Robert studied the number, and she could see from the flicker of his eyes that he understood what she was thinking.

“A U.K. phone number, you think,” he said.

“It’s a London exchange, isn’t it? The one eight one?”

“I think so.”

“Isn’t that the right number of digits?”

“I’m not sure.”

“Let me see,” she said.
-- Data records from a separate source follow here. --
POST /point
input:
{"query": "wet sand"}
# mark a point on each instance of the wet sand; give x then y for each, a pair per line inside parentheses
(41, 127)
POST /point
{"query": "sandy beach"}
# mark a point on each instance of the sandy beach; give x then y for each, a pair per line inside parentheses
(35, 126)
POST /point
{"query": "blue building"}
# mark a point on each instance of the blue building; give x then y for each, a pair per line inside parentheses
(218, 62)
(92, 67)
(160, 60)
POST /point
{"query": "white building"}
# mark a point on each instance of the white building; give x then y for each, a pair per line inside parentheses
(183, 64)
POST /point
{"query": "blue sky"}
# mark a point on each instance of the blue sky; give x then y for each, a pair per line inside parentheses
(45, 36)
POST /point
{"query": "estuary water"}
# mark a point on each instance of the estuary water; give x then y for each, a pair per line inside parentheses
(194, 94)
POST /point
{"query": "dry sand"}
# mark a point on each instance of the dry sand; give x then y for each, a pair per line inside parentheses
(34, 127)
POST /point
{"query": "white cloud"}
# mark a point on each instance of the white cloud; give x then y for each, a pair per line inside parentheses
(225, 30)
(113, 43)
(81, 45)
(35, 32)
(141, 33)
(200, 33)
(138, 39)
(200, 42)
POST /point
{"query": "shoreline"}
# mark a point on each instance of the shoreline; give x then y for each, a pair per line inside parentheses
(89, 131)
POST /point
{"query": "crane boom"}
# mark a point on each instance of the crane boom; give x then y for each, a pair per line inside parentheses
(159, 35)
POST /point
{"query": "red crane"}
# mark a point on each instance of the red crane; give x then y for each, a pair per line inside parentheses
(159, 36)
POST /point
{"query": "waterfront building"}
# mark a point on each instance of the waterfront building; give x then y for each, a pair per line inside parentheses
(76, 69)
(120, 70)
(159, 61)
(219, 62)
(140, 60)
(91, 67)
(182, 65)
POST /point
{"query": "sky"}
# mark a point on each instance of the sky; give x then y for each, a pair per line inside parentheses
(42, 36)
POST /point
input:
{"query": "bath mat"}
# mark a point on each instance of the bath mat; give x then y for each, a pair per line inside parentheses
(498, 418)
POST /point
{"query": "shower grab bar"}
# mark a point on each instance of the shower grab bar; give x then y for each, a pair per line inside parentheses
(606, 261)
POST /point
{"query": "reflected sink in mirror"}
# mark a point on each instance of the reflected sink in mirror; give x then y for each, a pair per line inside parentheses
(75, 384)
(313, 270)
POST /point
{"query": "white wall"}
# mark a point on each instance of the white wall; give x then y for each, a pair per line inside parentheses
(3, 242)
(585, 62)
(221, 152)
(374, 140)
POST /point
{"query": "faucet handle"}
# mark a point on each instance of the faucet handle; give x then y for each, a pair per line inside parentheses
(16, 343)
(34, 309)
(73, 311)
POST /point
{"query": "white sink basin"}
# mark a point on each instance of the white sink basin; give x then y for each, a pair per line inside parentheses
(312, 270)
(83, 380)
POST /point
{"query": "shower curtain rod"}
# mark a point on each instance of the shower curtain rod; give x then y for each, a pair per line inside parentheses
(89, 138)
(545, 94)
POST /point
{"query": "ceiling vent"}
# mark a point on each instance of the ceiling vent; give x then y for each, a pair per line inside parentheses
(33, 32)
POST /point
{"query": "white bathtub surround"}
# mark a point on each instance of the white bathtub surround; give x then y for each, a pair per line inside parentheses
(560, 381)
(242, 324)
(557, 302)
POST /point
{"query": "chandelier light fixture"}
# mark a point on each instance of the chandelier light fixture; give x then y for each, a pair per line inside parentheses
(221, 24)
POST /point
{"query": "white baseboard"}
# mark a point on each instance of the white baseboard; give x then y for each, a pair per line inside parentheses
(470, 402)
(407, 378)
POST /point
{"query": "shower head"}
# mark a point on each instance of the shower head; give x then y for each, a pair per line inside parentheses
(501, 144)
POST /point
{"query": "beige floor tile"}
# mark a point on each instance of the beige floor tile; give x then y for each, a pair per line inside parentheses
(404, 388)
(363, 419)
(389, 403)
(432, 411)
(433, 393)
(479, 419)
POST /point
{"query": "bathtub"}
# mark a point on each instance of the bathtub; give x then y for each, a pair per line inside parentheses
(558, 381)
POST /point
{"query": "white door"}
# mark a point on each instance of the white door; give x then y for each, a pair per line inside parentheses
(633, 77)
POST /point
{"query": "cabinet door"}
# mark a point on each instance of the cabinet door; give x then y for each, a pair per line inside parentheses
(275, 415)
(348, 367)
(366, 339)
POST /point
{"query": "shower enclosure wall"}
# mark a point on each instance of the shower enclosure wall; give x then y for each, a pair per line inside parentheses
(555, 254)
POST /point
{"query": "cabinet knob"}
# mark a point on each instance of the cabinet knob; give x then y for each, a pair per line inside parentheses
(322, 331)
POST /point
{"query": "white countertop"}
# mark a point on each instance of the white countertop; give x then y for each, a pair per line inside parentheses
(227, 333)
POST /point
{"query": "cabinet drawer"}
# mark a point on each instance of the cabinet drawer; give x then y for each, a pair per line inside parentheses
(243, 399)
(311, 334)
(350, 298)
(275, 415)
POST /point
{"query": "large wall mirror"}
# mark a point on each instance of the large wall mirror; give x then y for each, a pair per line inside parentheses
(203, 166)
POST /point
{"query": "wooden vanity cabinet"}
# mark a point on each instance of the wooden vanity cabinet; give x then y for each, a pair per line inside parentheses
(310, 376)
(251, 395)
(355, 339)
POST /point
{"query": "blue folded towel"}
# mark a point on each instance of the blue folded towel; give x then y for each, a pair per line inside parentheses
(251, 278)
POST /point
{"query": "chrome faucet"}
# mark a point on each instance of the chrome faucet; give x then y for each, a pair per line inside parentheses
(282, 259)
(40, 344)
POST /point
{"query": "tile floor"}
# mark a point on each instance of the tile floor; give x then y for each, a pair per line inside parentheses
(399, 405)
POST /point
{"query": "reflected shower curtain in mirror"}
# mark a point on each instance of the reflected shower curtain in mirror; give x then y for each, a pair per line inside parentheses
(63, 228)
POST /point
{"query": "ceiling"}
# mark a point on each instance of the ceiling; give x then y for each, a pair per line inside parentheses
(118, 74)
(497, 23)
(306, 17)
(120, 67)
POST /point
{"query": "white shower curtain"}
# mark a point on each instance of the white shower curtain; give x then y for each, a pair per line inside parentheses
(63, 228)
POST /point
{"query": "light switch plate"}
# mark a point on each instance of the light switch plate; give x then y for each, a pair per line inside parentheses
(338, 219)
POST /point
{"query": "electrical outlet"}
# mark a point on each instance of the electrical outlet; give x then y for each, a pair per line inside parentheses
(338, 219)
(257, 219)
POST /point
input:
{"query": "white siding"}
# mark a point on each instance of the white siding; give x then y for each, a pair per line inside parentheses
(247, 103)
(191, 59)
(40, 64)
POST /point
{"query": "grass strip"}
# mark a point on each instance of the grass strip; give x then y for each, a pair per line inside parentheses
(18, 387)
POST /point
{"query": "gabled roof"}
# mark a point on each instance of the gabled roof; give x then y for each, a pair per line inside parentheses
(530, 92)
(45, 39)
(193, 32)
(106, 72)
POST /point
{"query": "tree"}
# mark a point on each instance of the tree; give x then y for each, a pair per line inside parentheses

She put out her hand, and Robert gave her back the ticket, though not without a certain reluctance.

“I’m curious,” she said, defending herself. “If it’s a phone number, why is it written on this ticket? And this is recent. He must have bought this ticket the day before he left.” She looked at the ticket’s date. “Yes, he did,” she said. “December fourteenth.”

This was a perfectly reasonable thing to do, she thought as she walked to the telephone by the sofa. She picked up the receiver and tapped in the numbers. Almost immediately, she could hear a distinctly foreign ring, a sound that always put her in mind of old-fashioned Parisian telephones with spindly black cradles.

A voice answered at the other end, and Kathryn, startled by the voice, unprepared for it, glanced quickly up at Robert. She’d given no thought at all to what she wanted to say. A woman said hello again, this time in a slightly irritated voice. Not an old woman, not a girl.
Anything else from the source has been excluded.